Ma il film non è del tutto una festa di risate. La famiglia sta perdendo il suo castello (sono milioni di dollari in debito) e gran parte del film riguarda la liquidazione dei beni infinitamente accantonati di Julita, compresi i dipinti del Vecchio Maestro e un’armatura medievale, insieme a molto altro.
Sebbene amabili e premurosi l’uno con l’altro (il regista / figlio mostra felici clip d’infanzia della famiglia), il clan non è ben organizzato. Il film impiega molto tempo nel loro caotico processo di movimento. Eppure la narrazione non è mai stata scelta, e il buon umore e la felicità sono sempre evidenti.

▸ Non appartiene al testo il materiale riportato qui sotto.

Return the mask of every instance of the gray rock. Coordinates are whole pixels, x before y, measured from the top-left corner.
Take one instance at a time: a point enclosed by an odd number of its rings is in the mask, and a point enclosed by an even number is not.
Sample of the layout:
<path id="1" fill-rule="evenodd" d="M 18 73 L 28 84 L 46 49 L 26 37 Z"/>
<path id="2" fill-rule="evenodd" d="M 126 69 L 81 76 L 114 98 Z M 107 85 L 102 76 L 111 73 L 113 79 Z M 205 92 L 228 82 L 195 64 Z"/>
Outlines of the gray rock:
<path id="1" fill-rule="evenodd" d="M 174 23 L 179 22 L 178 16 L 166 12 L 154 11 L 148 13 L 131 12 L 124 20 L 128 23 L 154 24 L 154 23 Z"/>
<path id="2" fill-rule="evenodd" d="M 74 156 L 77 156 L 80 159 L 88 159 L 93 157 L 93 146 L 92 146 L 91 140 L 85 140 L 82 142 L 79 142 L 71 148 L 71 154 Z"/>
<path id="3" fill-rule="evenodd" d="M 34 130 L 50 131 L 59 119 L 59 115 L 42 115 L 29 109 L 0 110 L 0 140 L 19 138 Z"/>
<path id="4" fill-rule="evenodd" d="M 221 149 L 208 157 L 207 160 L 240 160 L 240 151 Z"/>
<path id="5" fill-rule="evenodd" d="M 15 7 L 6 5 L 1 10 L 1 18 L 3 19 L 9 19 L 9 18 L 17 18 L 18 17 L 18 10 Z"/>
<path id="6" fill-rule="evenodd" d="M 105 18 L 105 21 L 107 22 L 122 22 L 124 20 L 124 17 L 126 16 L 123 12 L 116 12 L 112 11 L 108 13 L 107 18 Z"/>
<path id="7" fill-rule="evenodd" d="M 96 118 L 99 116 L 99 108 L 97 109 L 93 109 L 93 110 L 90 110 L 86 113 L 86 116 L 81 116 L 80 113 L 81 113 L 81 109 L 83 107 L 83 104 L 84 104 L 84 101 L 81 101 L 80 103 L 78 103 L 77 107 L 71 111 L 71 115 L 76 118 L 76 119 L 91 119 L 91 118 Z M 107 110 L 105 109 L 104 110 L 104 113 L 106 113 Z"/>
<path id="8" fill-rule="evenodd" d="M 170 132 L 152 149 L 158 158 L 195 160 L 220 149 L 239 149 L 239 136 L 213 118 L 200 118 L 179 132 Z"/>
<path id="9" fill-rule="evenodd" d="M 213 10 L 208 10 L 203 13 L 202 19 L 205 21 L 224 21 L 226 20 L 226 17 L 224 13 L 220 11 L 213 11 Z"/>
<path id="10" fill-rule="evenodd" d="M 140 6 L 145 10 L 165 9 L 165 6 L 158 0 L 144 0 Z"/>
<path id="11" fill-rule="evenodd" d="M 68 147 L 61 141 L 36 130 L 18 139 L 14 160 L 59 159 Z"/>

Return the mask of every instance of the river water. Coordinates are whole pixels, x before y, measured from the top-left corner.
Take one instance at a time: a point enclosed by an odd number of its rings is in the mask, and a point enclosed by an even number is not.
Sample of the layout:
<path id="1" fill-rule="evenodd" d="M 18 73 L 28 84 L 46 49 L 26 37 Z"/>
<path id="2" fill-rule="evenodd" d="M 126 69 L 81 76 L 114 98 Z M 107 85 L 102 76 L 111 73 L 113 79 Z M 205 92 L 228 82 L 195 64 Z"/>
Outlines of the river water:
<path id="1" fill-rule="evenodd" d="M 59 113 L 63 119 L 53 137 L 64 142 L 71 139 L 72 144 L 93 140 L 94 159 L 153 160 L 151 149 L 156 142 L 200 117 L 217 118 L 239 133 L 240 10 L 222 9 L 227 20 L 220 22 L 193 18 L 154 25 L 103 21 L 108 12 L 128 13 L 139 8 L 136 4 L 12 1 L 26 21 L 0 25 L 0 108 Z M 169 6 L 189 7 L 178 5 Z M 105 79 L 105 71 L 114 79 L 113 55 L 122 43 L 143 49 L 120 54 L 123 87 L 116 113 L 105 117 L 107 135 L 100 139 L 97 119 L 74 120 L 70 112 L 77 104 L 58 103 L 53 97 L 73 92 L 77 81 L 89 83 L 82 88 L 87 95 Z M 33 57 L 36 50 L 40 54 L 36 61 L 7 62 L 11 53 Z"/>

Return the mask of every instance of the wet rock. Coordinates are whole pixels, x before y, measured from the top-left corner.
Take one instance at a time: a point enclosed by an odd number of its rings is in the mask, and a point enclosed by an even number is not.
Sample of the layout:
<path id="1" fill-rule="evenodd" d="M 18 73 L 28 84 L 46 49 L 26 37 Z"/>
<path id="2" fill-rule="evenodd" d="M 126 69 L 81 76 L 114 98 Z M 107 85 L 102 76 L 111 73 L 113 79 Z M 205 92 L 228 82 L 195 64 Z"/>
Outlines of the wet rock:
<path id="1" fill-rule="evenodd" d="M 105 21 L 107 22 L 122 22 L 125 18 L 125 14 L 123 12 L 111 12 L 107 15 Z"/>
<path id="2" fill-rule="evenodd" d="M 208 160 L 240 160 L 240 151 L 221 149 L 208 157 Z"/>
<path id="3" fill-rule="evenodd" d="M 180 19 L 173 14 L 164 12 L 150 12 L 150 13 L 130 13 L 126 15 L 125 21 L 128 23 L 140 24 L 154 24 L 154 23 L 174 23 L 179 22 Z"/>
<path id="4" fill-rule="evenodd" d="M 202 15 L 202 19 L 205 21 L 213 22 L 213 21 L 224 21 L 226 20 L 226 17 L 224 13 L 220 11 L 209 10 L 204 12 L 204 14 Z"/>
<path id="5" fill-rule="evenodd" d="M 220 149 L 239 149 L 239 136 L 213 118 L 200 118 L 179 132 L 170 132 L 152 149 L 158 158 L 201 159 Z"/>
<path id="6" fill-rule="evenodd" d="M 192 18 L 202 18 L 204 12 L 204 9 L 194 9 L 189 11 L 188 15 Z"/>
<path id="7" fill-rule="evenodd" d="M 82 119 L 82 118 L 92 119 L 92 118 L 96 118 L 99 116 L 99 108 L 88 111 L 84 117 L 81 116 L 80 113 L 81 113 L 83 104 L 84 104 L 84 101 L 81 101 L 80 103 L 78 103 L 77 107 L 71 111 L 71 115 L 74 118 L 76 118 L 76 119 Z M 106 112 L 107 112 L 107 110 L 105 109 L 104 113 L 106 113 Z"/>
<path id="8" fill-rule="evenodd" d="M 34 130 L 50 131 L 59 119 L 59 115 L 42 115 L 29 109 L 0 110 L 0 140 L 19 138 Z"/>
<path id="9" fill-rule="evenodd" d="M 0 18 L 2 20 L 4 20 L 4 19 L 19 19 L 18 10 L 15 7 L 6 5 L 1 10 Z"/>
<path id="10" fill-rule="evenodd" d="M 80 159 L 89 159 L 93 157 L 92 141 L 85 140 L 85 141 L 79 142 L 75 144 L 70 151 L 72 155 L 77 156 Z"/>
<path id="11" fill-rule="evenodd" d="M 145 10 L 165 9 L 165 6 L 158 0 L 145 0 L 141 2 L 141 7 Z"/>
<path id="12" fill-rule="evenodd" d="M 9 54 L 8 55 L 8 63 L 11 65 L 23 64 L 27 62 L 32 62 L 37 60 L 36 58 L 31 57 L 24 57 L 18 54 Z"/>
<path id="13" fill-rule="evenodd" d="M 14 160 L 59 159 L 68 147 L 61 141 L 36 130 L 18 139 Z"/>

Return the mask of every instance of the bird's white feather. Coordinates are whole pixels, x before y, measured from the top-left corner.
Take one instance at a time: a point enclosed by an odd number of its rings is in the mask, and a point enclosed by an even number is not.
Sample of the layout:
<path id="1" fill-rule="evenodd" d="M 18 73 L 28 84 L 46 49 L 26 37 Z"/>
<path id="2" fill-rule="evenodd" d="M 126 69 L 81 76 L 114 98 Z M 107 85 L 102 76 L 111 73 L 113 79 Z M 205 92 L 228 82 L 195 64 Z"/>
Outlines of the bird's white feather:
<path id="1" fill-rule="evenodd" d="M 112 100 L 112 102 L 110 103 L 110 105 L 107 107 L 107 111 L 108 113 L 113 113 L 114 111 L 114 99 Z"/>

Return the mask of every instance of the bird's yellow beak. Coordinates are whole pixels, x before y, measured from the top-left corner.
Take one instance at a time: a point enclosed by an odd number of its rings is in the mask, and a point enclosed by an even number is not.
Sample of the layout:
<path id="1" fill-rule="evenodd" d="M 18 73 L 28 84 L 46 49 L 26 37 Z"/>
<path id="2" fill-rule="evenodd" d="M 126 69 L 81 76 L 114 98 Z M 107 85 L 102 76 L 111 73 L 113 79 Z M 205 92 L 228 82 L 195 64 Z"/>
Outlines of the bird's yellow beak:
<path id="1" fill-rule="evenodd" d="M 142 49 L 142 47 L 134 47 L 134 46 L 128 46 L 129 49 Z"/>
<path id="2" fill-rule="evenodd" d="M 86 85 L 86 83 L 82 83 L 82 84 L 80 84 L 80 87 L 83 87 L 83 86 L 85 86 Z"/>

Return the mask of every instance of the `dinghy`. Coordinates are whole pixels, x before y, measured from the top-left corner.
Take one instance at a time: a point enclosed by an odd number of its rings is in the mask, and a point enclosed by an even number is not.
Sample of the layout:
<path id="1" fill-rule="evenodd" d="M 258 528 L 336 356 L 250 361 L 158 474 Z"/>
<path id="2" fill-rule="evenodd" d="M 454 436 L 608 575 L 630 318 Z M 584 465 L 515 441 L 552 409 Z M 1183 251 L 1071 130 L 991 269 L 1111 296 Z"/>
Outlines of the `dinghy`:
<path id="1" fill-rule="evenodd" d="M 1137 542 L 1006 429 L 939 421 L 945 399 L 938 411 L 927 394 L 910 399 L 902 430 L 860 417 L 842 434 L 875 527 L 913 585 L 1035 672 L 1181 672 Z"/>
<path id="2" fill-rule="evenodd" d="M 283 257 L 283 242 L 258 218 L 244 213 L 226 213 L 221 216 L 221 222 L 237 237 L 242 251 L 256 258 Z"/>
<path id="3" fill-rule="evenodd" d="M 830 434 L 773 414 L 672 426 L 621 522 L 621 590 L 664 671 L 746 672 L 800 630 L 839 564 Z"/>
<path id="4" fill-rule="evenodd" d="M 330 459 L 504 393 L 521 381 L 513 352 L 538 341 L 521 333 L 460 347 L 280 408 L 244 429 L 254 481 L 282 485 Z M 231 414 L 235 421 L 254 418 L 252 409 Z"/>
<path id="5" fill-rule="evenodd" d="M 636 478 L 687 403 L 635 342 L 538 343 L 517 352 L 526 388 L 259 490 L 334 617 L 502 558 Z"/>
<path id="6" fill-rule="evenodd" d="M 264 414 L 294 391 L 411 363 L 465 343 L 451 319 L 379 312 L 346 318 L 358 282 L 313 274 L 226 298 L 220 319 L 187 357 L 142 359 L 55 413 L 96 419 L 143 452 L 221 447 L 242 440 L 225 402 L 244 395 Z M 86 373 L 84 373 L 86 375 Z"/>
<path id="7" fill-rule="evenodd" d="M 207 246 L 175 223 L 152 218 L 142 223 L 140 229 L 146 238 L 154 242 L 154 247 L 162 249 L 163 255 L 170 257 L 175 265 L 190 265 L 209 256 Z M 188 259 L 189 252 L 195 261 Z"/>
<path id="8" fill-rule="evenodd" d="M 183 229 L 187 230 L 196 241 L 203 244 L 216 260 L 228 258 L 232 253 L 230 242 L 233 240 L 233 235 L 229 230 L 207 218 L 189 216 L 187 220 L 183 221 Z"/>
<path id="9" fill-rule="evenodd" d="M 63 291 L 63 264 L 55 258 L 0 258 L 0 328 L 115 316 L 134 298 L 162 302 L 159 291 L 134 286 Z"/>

Julita si lamenta a un certo punto che suo marito non la persegue più sessualmente. Quindi, in una scena che può rappresentare la mortalità e il desiderio di ogni essere umano, rivela come, ogni notte nella sua camera da letto, illumina un santuario (una foto del suo giovane marito) che la restituisce ai sentimenti che provava quando la foto era prese.
Un film sorprendentemente grandioso su un argomento apparentemente improbabile – una donna dedicata alla sua famiglia e al vivere – che, insieme all’opera di Penny Marshall e Cafarnao , spiega perché abbiamo bisogno di più film di e sulle donne, insieme a classici come Vertigo e The Searchers , grandi film in cui le donne appaiono solo in relazione agli uomini. In quei film, Alfred Hitchcock e John Ford chiedono: “Che cosa le preoccupazioni degli uomini sulle donne li spingono a fare, sia buoni che dannosi?” Nei film in cui esaminiamo il mondo attraverso le esperienze delle donne, ci confrontiamo invece con la domanda “Come dovrebbe essere umano? gli esseri trattano i loro sentimenti l’uno per l’altro? “Questo bilanciamento delle prospettive ci offre una visione più completa sia dell’arte che della vita.